Читаем Гамлет XVIII века полностью

– А там они не чувствуют и не понимают этого, – кивнул головой Павел I в сторону зала и, опустив руки, снова стал ходить по комнате. – Не понимают, – повторил он, как бы рассуждая сам с собой, – они кичатся своим дворянством и просят подачек, не понимают, что санкюлоты не против короля пошли, а против них и вместе с ними, из-за них погубили короля. А вот им пример – Кутайсов. Кто он был? А я захотел и дал ему и дворянство, и титул. А они не понимают, что это – пример им... Я свел уже барщину для крестьян на три дня и дал им праздничный отдых. – Государь остановился и опять подошел к Радовичу. – Я слышал, сударь, – сказал он, круто обрывая свою речь, – о вас хорошие отзывы, а между тем ваша матушка иного мнения. Она жалуется на вас... Я ее видел вчера. Она говорит, что вы даже слуг возмутили против нее. Чем объяснить это?

Денис Иванович хотел говорить, но запнулся и задохнулся от нахлынувших слов, которые просились наружу. Он слишком многое хотел сказать сразу, чтобы иметь возможность сказать что-нибудь. И, не зная, с чего начать, а вместе с тем чувствуя, что многословие ничему не поможет и ничего не объяснит, он желал одним бы словом передать все, что происходило в нем вчера и сегодня. Но это было, разумеется, невозможно, и пришлось говорить.

И вот – словно им руководила внешняя, посторонняя сила, хотя эта внешняя, посторонняя сила была в нем самом, – он заговорил то, что как бы само собой вышло у него:

– Ваше величество! Сегодня, тринадцатого мая, тридцать четвертая годовщина смерти моего отца. Тридцать четыре года тому назад – я тогда только что родился – он приехал по делам из деревни сюда, в Москву, с управляющим и лакеем. Они остановились в нашем доме. Отец не захотел отворять большие комнаты и поместился в мезонине, наверху. Здесь его нашли мертвым, и было решено, что он умер скоропостижно, ночью. Такое свидетельство было выдано врачом.
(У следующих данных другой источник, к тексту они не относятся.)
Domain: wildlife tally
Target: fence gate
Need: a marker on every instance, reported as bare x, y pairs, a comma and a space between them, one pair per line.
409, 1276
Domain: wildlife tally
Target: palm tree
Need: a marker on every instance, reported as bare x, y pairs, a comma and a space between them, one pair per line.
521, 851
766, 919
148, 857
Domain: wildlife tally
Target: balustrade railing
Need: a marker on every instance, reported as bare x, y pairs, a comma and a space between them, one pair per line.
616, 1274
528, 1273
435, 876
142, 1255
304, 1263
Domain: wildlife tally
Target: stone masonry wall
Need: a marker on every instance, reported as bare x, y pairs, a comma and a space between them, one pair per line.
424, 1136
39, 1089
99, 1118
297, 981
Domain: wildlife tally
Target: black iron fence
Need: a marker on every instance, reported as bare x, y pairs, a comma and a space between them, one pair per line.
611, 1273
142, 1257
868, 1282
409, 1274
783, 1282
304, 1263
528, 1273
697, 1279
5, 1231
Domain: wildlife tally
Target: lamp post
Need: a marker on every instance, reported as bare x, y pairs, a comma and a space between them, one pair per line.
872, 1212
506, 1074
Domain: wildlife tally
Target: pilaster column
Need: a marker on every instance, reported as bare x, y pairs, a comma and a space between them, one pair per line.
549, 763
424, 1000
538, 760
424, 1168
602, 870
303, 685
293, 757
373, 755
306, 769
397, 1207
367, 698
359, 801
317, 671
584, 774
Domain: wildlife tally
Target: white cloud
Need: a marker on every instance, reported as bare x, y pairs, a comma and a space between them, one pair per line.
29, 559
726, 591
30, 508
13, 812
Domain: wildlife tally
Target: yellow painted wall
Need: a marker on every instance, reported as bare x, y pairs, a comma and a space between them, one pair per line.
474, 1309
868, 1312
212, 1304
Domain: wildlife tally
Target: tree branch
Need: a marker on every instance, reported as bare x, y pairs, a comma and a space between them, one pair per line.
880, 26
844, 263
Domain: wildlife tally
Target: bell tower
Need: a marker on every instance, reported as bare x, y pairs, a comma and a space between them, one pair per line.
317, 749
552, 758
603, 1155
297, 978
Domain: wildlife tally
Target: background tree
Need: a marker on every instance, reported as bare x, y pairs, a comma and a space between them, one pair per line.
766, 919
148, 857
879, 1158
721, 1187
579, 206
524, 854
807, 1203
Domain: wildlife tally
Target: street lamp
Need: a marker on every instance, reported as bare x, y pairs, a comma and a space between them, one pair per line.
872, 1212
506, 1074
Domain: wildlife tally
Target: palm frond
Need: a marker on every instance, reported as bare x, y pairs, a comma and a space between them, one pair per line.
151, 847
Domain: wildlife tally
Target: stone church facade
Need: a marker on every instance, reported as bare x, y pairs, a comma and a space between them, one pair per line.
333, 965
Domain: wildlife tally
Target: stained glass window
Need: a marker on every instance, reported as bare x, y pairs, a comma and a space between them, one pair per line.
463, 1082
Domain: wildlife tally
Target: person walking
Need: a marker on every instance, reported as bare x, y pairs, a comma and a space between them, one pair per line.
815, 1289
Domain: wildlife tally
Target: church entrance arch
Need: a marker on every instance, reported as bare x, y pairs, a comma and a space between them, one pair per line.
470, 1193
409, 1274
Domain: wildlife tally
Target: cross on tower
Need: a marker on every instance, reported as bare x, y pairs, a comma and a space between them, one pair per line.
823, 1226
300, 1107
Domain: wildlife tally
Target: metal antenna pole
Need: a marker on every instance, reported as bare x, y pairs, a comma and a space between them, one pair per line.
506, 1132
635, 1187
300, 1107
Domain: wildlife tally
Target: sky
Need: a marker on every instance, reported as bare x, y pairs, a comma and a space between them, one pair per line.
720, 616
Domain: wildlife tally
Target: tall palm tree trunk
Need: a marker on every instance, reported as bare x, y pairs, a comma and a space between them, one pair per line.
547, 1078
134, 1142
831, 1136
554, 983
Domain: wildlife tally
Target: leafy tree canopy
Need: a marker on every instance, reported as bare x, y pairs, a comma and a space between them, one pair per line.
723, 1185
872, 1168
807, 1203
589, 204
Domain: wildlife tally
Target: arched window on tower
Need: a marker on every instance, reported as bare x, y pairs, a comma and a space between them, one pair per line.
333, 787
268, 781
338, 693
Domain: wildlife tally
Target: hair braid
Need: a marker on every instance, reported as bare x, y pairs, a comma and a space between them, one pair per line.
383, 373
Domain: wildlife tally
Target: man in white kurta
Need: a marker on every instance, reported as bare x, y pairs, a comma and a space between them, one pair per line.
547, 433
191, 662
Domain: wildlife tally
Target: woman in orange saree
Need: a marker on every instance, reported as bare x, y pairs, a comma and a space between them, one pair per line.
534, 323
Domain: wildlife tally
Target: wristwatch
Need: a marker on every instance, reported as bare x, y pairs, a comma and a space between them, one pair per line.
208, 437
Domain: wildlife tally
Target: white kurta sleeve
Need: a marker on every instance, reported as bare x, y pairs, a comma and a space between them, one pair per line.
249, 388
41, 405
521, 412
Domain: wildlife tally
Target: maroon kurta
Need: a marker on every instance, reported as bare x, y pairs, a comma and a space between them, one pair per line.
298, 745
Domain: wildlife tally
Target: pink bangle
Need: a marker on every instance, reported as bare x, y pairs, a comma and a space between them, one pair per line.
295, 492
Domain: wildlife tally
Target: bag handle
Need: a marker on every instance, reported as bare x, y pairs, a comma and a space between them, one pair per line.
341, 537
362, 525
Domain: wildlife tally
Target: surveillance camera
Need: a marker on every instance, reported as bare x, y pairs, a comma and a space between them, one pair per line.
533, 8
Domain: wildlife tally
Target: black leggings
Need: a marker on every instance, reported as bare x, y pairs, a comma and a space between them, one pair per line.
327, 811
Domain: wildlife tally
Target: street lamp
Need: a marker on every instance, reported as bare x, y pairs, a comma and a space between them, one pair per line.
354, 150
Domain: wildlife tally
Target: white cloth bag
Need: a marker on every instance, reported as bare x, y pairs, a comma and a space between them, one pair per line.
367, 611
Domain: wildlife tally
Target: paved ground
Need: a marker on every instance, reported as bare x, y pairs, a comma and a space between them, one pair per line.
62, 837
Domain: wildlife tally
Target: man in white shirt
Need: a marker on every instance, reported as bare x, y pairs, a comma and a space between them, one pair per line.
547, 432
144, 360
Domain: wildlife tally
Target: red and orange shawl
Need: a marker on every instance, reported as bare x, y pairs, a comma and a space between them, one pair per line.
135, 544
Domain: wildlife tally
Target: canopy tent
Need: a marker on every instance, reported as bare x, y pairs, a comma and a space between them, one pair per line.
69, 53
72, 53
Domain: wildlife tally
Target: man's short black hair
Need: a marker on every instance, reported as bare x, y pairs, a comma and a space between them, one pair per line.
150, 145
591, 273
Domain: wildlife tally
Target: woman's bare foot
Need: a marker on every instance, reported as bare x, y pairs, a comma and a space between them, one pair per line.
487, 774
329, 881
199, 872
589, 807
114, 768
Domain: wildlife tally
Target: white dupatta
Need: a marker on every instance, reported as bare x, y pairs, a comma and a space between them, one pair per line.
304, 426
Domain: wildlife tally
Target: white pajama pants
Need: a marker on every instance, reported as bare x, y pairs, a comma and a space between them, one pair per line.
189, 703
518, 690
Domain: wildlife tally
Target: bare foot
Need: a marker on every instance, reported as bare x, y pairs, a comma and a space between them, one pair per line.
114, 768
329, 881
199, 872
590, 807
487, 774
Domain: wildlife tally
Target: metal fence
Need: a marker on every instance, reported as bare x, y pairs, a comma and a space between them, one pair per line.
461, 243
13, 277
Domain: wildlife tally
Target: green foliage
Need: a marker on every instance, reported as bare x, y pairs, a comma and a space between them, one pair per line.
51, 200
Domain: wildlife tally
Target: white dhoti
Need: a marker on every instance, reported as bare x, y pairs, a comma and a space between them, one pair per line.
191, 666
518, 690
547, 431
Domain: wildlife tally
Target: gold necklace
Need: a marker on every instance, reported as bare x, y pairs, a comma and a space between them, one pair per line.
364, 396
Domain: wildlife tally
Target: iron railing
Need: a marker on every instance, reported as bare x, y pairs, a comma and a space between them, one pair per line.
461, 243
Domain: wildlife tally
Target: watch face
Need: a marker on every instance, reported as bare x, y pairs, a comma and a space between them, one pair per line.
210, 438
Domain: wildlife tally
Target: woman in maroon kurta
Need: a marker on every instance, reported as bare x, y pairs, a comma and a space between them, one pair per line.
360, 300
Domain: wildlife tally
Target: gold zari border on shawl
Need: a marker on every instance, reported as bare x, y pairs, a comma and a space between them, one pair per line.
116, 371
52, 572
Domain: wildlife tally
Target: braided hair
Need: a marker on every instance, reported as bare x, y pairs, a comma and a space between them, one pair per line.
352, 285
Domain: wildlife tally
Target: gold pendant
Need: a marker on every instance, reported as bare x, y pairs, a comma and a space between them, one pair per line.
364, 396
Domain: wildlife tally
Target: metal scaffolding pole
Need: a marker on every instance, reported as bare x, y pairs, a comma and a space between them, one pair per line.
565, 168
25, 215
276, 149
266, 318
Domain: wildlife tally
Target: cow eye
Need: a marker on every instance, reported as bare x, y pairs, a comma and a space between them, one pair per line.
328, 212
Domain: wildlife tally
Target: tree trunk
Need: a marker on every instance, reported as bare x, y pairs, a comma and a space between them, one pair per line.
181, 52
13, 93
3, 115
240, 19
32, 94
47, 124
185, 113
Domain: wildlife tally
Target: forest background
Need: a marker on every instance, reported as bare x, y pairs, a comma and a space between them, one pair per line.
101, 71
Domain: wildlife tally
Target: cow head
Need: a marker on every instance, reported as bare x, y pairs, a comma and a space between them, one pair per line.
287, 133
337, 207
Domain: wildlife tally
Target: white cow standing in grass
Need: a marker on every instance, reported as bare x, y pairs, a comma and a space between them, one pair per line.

Павел Петрович повернул у стола кресло с высокой спинкой, так что яркая карсельская лампа, горевшая на столе, осталась сзади, опустился в кресло и, облокотившись на руку, наклонил голову, скрыв лицо.

– Продолжай! – сказал он.

– Что произошло в эту ночь в комнате, – продолжал Радович, – видели, конечно, одни только стены. Они лишь остались свидетелями, но они остались. Комната была заперта, и в нее никто не входил в продолжение многих лет. Весь мезонин у нас был необитаем. Впоследствии, когда я вышел из опеки, я переселился в этот мезонин и занял две смежные с запертой комнаты. Никто не знал, что я сделал ключ и отпер эту комнату. Я прибрал ее, очистил пыль, привел ее в порядок, но тщательно сохранил в ней все, как было. Я стал изучать ее. Осторожно, из расспросов старых слуг, узнал я, какое было одеяло у отца, какая постель и какие вещи, и все потихоньку возобновил, даже дорожную шкатулку отца поставил на место, как могла она стоять при нем. Вместе с тем я внимательно оглядел все. Над постелью на стене, на бумажках, которыми она была обита, я заметил царапины и изъяны, как бы следы борьбы. Это было первым указанием, подтверждавшим то, что смутно чувствовалось мною. Но это указание долгие годы оставалось единственным. Я искал доктора, выдавшего свидетельство, и не мог найти его. Я наблюдал за управляющим и лакеем, который был сделан дворецким, и не мог заметить в них ничего подозрительного. Они держали себя с замечательной выдержкой и самообладанием. Странно было только, что комната была заперта и ее боялись и что лакей, бывший с управляющим при отце в Москве, попал в дворецкие. Управляющий завладел всем домом и стал полным хозяином. Ребенком меня заставляли целовать его руку...

– Довольно, дальше! – перебил государь.